Kulturmagazin mit Charakter
Aktuelle Aufführungen
FIDELIO
(Ludwig van Beethoven)
Besuch am
14. Februar 2016
(Premiere am 21. Dezember 2010)
Es mag auf den ersten Blick nicht das ideale Programm für den Valentinstag sein. Florestan, dem Tode nah im Kerker und verlassen von Gattin und Hoffnung, Marzelline liebt den Falschen, der sich auch noch als Frau herausstellt, Frühlingsfreuden sind die wenigen Momente an der frischen Luft für die Gefangenen des fiesen Pizarro.
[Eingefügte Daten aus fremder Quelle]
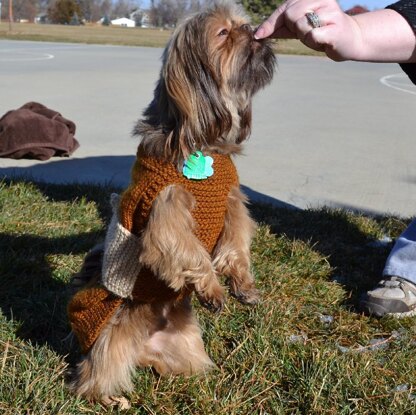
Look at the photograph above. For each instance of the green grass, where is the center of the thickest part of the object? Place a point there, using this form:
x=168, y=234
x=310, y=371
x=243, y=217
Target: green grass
x=97, y=34
x=279, y=357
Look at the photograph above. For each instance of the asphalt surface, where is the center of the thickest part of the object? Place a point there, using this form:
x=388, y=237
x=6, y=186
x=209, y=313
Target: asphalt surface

Reichlich trist könnte diese Szenerie sein, wäre da nicht Beethovens freiheitsliebende, für die Ewigkeit gemachte Musik seines einzigen Opernwerkes, an dem er ähnlich wie seine Hauptfiguren verzweifelte. Auf den zweiten Blick aber offenbart Leonores Opferbereitschaft und kühner Mut eine Romantik, die sie alles für ihren vermissten Gatten geben lässt. Die Wonne des Wiedersehens im Duett und der Sieg der Liebe über Ketten und Gitter kann auch eine Valentinsbotschaft sein.
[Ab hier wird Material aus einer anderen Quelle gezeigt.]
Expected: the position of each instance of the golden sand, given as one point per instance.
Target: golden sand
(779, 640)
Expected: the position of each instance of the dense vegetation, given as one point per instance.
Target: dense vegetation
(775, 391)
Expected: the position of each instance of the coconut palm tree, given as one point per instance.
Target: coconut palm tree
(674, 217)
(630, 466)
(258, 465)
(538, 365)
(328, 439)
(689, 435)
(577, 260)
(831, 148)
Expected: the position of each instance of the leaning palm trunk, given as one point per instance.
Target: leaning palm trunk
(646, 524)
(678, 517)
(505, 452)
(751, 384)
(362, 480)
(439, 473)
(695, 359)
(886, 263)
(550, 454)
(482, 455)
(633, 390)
Nicht allerdings in der psychologisierenden Inszenierung von Calixto Bieito. Wie viele Regisseure dieser Tage wechselt er spielend zwischen Sprechbühne und großen Opernhäusern. Da bietet sich der Fidelio als Synthese an. Sein Godunow an der Staatsoper erregte ebenso Aufregen wie der Kirschgarten am benachbarten Residenztheater. Für Fidelio holt er sich Verstärkung bei der etablierten Bühnenbildnerin Rebecca Ringst, die das Thema des Abends in einer Skulptur umsetzt. Öffnet sich der eiserne Vorhang, blickt der Zuschauer auf sein senkrecht gestelltes Labyrinth, das zur Ouvertüre von Tänzern an Stahlseilen hektisch bespielt wird. Auch ein Florestan-Double steigt und wandert treppauf, treppab durch die hermetischen Kammern, die freilich keinen Ausweg bieten. Nach der Pause dann eine stumme Verwandlung und die Labyrinthbühne senkt sich in die Waagerechte, zeigt Wände aus verkratztem Plexiglas, verschließt die Bühne. Flimmernd und am Ende als heller Ausweg erscheint diese anspruchsvolle Spielfläche durch das Licht von Reinhard Traub. Bieito nutzt die Chancen für vielseitige Figurenregie. Auf verschiedenen Ebenen agieren seine Gefängnisinsassen, zu denen auch die Wächter zählen. Es wird geklettert, unter den Füßen geschmachtet, in Kammern verkrochen. Dazu choreografiert Heidi Aemisegger Tänzer als Seiltänzer und Fassadenkletterer, die immer wieder versuchen, diesem hermetischen Gebilde zu entkommen und am Ende über den Wänden schweben.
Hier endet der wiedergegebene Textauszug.